NEW DELHI (Reuters)—For nearly two years, Parkway Pantai has delayed the opening of its 450-bed India hospital, the Singapore-based medical firm’s bid to cash in on one of Asia’s fastest growing private healthcare markets, as it waited for the necessary permits.
Parkway, a unit of the world’s second largest healthcare group by market value IHH Healthcare Bhd, now intends to use acquisitions to quickly expand in India, where the private hospitals market is estimated to be worth $55 billion a year but where companies must obtain as many as 70 clearances from federal and local authorities to launch a new facility.

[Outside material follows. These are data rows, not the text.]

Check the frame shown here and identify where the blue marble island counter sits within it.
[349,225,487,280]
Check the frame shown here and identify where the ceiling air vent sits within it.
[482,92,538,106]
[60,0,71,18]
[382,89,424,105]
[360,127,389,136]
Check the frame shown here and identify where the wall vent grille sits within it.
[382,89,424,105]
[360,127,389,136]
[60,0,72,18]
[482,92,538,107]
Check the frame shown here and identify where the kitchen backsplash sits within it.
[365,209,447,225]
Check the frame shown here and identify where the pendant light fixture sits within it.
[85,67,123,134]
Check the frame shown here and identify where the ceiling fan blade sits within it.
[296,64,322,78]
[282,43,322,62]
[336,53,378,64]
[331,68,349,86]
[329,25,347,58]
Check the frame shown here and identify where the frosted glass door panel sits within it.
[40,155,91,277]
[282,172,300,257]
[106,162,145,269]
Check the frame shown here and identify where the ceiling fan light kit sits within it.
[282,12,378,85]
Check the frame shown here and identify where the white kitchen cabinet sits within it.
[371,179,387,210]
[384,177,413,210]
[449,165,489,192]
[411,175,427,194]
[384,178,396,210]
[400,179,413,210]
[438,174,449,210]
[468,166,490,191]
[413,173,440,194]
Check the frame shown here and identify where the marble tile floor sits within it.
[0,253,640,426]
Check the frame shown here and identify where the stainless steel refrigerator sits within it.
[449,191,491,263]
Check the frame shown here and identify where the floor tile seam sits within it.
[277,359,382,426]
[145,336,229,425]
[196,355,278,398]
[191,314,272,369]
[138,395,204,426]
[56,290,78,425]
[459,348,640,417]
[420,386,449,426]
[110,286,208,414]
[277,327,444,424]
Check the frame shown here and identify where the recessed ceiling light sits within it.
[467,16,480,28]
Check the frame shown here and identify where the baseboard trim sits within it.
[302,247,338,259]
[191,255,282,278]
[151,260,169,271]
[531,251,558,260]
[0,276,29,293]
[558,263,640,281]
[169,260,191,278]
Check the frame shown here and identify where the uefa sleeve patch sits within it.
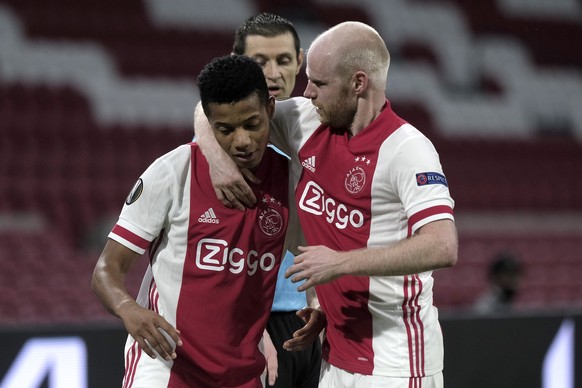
[125,178,143,205]
[416,172,449,187]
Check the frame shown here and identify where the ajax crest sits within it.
[344,166,366,195]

“Greenfield is off the agenda,” Ramesh Krishnan, Parkway’s head of Middle East and South Asia operations, told Reuters by telephone from Singapore. “It’s a market you don’t want to wait eternally to tap into, so we’ve basically decided to do it inorganically. It’s just a question of a shorter runway.”
In Mumbai, garbage festers around Parkway’s already built Gleneagles Khubchandani hospital, which had been expected to open in 2012. Krishnan said it will now open next year.
Expanding through acquisitions has increasingly become the tactic of choice for hospital operators seeking to speedily expand in India, where the demand for private healthcare is booming thanks to an overburdened public healthcare system.
Data from BofA-ML Global Research shows the private hospital market is set to grow 16% a year to reach $120 billion by 2020, almost double the size of the Chinese market.
This expansion strategy, however, does nothing to address a severe shortage of hospital beds, or bring down the cost of healthcare, issues that Prime Minister Narendra Modi’s government has so far failed to fix despite election promises to upgrade the entire healthcare sector.
India has 7 hospital beds per 10,000 people, lower than Southeast Asia’s average of 10 beds and China’s 38 beds, the World Health Organisation said last year.
“Acquisitions are good for the industry, but can have worrying long-term implications for infrastructure development in the sector,” said Rana Mehta, head of healthcare at consultants PwC India.
Buy Trumps Build
Expanding through acquisitions is more lucrative for hospital firms than starting from scratch: the BofA-ML data shows companies pay up to $150,000 to set up a new bed in India, or more than double the $60,000 they pay to buy an existing bed.
Acquisitions in India also remain cheaper than in many other countries: in Singapore, it costs $1.5 million to buy a hospital bed, and in South Africa, the cost is $100,000, the data shows.